Imagine having a function, which handles a heavy computational job, that we wish to execute asynchronously in a Tornado application context. Moreover, we would like to lazily evaluate the function, by storing its results to the disk, and not rerunning the function twice for the same arguments.
Without caching the result (memoization) one would do the following:
def complex_computation(arguments):
...
return result
@gen.coroutine
def complex_computation_caller(arguments):
...
result = complex_computation(arguments)
raise gen.Return(result)
Assume to achieve function memoization, we choose Memory class from joblib.
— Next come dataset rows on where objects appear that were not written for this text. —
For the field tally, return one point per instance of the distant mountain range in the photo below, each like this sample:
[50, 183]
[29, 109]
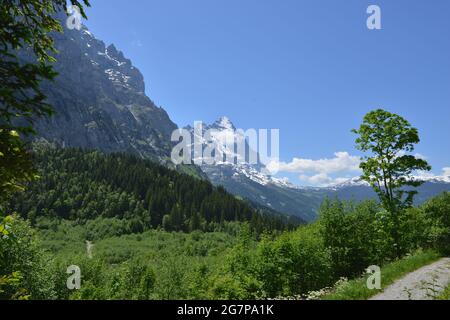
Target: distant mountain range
[100, 104]
[250, 182]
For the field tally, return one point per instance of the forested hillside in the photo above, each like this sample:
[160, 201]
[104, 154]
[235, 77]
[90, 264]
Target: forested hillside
[85, 185]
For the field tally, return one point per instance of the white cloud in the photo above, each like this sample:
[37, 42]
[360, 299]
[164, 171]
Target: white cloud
[342, 162]
[322, 172]
[322, 180]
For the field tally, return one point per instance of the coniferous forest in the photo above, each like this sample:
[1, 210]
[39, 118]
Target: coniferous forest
[112, 220]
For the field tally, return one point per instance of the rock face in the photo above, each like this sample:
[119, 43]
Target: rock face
[100, 103]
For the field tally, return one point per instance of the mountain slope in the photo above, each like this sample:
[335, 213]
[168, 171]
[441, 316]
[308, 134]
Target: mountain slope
[100, 102]
[86, 185]
[251, 181]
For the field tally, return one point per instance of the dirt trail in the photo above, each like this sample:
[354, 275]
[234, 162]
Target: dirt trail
[423, 284]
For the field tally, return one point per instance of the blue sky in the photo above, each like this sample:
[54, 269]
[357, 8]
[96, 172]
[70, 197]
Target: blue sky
[310, 68]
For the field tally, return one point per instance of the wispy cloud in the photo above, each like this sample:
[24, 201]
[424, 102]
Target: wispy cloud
[323, 172]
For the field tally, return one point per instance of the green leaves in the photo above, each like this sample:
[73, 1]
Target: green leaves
[387, 138]
[26, 46]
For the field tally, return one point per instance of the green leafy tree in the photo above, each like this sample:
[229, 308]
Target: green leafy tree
[25, 30]
[389, 139]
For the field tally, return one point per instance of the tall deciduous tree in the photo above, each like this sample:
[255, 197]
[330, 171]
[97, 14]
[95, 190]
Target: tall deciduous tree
[25, 25]
[389, 139]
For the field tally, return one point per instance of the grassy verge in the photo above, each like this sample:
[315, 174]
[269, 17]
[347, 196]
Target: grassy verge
[445, 295]
[357, 289]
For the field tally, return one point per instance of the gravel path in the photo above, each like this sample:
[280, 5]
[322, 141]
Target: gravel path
[422, 284]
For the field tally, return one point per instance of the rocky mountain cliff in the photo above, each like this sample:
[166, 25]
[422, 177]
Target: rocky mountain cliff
[100, 102]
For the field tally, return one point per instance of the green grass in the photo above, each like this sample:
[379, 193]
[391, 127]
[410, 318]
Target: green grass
[357, 289]
[445, 295]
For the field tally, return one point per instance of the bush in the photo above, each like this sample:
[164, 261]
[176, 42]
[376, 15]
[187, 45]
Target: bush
[437, 210]
[23, 265]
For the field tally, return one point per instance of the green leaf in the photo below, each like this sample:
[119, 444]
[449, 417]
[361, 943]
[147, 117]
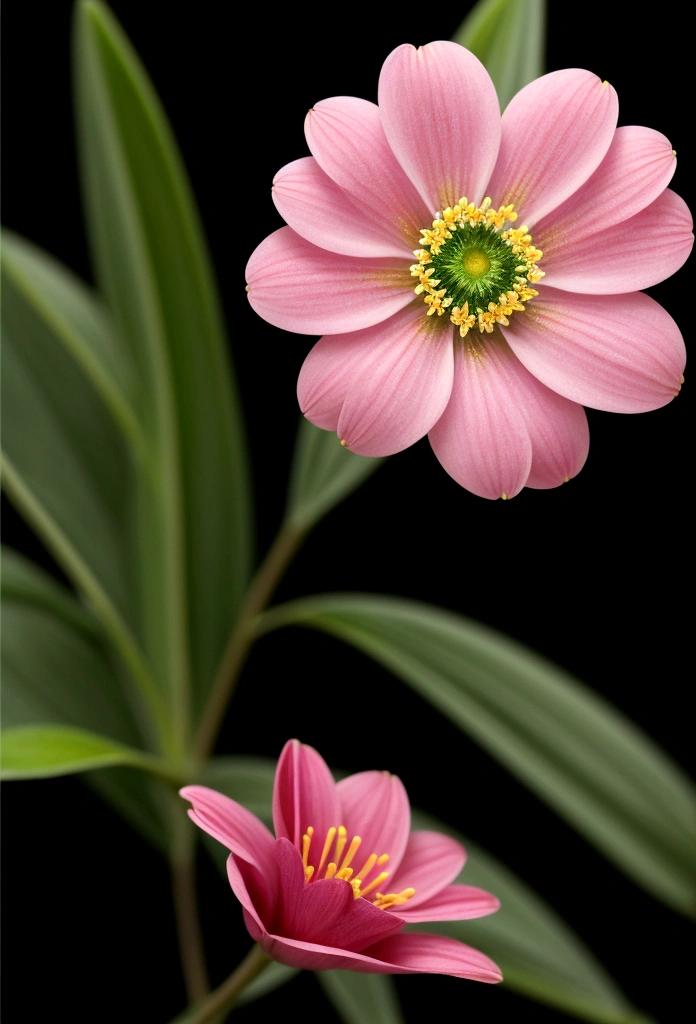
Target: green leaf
[323, 473]
[55, 667]
[539, 955]
[46, 751]
[361, 998]
[508, 37]
[153, 265]
[569, 745]
[66, 465]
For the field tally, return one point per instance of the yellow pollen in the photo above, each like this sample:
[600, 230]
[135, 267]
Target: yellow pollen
[476, 263]
[338, 839]
[352, 850]
[331, 836]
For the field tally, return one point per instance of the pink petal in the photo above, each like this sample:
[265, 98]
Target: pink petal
[442, 119]
[325, 911]
[403, 953]
[323, 213]
[637, 253]
[304, 795]
[240, 887]
[431, 861]
[346, 136]
[622, 353]
[481, 439]
[638, 167]
[299, 287]
[229, 823]
[558, 431]
[556, 132]
[381, 388]
[450, 903]
[375, 806]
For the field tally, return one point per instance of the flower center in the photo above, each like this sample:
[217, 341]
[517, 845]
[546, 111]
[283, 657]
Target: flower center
[338, 860]
[472, 267]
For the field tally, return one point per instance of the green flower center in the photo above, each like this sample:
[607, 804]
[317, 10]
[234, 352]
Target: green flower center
[472, 267]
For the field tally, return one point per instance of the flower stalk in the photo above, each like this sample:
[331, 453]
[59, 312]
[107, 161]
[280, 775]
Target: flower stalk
[224, 997]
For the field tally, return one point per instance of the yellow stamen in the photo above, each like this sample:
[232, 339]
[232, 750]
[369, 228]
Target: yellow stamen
[373, 885]
[340, 843]
[366, 867]
[352, 850]
[306, 842]
[331, 836]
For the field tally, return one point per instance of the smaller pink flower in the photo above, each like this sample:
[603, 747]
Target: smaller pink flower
[344, 875]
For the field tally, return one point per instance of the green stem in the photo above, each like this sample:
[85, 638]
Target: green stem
[260, 591]
[182, 864]
[224, 997]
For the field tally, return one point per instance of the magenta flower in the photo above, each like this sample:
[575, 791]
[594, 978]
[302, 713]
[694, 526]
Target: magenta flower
[344, 875]
[493, 366]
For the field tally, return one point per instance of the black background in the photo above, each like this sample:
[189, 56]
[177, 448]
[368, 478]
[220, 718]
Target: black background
[592, 574]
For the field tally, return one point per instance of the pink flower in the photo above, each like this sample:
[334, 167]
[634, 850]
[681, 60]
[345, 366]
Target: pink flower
[493, 366]
[344, 876]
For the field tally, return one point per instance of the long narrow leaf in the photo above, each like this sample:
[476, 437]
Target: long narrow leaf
[46, 751]
[508, 36]
[153, 265]
[361, 998]
[323, 473]
[539, 955]
[55, 668]
[573, 749]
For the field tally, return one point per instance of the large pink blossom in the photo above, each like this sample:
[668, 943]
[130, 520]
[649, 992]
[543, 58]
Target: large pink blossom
[492, 365]
[344, 875]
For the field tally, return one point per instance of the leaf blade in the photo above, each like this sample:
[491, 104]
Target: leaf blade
[539, 954]
[508, 37]
[153, 263]
[571, 748]
[322, 474]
By simply decorating the function with @mem.cache
the function can easily be memoized:
@mem.cache
def complex_computation(arguments):
...
return result
where mem
can be something like mem = Memory(cachedir=get_cache_dir())
.
Now consider combining the two, where we execute the computationally complex function on an executor:
class TaskRunner(object):
def __init__(self, loop=None, number_of_workers=1):
self.executor = futures.ThreadPoolExecutor(number_of_workers)
self.loop = loop or IOLoop.instance()
@run_on_executor
def run(self, func, *args, **kwargs):
return func(*args, **kwargs)
mem = Memory(cachedir=get_cache_dir())
_runner = TaskRunner(1)
@mem.cache
def complex_computation(arguments):
...
return result
@gen.coroutine
def complex_computation_caller(arguments):
result = yield _runner.run(complex_computation, arguments)
...
raise gen.Return(result)
So the first question is whether the aforementioned approach is technically correct?
Now let's consider the following scenario:
@gen.coroutine
def first_coroutine(arguments):
...
result = yield second_coroutine(arguments)
raise gen.Return(result)
@gen.coroutine
def second_coroutine(arguments):
...
result = yield third_coroutine(arguments)
raise gen.Return(result)
The second question is how one can memoize second_coroutine
? Is it correct to do something like:
@gen.coroutine
def first_coroutine(arguments):
...
mem = Memory(cachedir=get_cache_dir())
mem_second_coroutine = mem(second_coroutine)
result = yield mem_second_coroutine(arguments)
raise gen.Return(result)
@gen.coroutine
def second_coroutine(arguments):
...
result = yield third_coroutine(arguments)
raise gen.Return(result)
[UPDATE I] Caching and reusing a function result in Tornado discusses using functools.lru_cache
or repoze.lru.lru_cache
as a solution for second question.